The ORBCOMM-2 Mission carried 11 satellites into low-earth orbit.
A SpaceX Falcon 9 rocket blasted off from Florida on Monday with a payload of communications satellites. Welcome to the club!
A first step in reusabilityMusk noted in a press call following the event that the company does not plan to reuse the first stage of the Falcon 9.
“I think we’ll probably keep this one on the ground”, Musk said, according to The Verge, “just [because] it’s kind of unique, it’s the first one we’ve brought back”.
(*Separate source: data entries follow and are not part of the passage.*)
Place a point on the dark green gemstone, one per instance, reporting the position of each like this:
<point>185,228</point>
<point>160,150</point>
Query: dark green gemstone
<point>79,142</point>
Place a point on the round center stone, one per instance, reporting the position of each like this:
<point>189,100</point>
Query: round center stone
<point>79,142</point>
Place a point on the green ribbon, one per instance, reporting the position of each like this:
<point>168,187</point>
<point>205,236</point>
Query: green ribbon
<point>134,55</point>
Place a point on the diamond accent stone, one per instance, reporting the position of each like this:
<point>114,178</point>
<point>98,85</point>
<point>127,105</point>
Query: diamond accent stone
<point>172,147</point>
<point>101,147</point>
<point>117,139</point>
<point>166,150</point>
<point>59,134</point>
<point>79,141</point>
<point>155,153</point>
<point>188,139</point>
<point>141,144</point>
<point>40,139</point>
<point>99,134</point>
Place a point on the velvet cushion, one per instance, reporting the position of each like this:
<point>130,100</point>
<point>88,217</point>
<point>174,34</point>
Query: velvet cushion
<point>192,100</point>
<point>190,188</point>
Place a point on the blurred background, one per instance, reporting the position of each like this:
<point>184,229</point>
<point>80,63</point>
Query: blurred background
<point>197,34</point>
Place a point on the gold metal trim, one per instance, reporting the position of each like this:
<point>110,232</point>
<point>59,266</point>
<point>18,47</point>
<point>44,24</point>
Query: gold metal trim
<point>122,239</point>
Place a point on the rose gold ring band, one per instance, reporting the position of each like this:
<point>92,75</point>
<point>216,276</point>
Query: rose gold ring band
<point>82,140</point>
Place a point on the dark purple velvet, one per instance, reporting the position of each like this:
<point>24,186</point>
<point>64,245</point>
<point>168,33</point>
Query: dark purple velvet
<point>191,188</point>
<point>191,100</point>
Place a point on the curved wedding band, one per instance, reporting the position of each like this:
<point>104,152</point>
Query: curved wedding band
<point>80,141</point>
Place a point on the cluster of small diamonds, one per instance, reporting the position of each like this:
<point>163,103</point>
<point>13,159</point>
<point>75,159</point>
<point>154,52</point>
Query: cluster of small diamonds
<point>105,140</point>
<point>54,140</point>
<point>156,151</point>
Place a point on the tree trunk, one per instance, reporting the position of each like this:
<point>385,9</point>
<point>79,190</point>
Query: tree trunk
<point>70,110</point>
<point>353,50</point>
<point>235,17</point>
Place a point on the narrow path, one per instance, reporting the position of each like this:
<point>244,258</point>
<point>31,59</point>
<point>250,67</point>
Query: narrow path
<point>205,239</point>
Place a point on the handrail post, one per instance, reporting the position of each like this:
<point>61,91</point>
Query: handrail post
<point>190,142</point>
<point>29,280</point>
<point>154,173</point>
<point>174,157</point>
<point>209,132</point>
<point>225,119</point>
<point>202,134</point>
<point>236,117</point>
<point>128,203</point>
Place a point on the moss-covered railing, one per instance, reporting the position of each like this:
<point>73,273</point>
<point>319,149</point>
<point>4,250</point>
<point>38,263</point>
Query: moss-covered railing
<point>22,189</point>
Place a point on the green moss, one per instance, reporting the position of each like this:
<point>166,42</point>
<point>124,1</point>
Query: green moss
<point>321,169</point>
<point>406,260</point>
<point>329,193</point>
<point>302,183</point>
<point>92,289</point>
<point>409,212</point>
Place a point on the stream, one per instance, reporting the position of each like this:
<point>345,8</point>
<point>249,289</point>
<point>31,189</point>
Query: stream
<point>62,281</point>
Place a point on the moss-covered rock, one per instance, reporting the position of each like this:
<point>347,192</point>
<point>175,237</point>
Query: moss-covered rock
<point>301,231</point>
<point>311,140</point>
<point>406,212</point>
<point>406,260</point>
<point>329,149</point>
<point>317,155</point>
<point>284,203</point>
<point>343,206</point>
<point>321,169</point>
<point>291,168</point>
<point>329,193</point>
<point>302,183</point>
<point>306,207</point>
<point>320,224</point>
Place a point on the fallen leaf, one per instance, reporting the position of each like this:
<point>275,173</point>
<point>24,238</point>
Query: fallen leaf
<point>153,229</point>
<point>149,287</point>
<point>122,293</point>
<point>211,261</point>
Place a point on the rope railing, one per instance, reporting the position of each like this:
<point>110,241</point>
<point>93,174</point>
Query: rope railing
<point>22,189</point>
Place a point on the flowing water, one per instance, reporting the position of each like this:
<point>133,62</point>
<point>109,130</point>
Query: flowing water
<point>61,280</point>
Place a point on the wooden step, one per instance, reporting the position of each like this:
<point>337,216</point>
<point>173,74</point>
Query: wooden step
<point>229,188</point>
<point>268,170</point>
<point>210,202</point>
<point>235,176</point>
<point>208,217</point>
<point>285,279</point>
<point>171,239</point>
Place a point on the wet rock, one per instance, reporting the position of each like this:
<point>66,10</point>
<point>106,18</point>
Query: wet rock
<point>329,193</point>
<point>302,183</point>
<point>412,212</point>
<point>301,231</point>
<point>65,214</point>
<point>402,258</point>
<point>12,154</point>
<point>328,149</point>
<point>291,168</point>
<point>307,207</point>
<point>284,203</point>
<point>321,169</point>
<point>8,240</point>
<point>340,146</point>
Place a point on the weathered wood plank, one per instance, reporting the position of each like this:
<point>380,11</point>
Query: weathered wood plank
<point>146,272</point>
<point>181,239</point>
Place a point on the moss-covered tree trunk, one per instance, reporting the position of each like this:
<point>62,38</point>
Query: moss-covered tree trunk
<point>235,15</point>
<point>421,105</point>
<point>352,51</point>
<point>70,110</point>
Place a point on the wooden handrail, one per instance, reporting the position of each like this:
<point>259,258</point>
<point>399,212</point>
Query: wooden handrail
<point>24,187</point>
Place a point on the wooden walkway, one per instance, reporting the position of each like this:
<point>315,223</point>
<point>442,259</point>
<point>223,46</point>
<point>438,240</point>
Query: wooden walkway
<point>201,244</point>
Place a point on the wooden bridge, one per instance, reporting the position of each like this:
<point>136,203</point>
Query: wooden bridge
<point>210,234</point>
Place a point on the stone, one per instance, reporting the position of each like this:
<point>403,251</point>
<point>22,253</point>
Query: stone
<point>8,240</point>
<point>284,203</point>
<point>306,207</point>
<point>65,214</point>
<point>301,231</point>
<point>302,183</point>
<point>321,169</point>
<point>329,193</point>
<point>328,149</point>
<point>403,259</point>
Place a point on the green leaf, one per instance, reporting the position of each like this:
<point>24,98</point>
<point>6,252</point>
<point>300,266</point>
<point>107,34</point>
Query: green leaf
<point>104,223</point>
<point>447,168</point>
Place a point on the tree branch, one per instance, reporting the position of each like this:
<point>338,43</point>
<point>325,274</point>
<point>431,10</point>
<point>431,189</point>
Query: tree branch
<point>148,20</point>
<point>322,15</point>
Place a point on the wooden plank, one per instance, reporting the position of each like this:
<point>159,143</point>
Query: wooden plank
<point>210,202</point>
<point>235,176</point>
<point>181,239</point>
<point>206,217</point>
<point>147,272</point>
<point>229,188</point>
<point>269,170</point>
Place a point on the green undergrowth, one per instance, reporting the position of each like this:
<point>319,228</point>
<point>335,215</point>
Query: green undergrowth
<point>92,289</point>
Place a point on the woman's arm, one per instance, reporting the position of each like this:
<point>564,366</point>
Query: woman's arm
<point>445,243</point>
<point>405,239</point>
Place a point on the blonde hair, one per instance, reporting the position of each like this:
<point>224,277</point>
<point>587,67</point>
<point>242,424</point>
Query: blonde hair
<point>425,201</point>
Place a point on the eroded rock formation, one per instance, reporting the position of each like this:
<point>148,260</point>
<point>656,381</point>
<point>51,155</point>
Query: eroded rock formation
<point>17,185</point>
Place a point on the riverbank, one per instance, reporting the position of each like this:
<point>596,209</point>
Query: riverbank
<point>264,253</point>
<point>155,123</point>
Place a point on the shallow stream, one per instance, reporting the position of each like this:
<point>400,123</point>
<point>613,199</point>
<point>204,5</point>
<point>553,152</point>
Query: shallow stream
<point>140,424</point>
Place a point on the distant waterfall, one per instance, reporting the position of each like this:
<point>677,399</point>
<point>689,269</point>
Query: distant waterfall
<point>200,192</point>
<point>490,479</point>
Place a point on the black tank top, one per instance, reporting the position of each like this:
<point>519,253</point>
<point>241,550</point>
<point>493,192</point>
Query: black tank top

It was the first time a rocket launched into orbit successfully made a controlled landing on Earth.
For years, he’s aspired to send manned, private flights into space, a dream that appeared to be on hold after critics – including Neil Armstrong – raised doubts about SpaceX’s lack of experience and safety standards back in 2012.
“This was a first for us at Cape Canaveral Air Force Station, and I can’t even begin to describe the excitement the team feels right now having been a part of this historic first-stage rocket landing”, Monteith said in a statement.
The disaster cost NASA and taxpayers hundreds of millions of dollars, including the loss of supplies and equipment valued at $110 million. He named the company’s ocean barge used for earlier landing attempts “Just Read the Instructions” – after a starship in science fiction books by Iain M. Banks.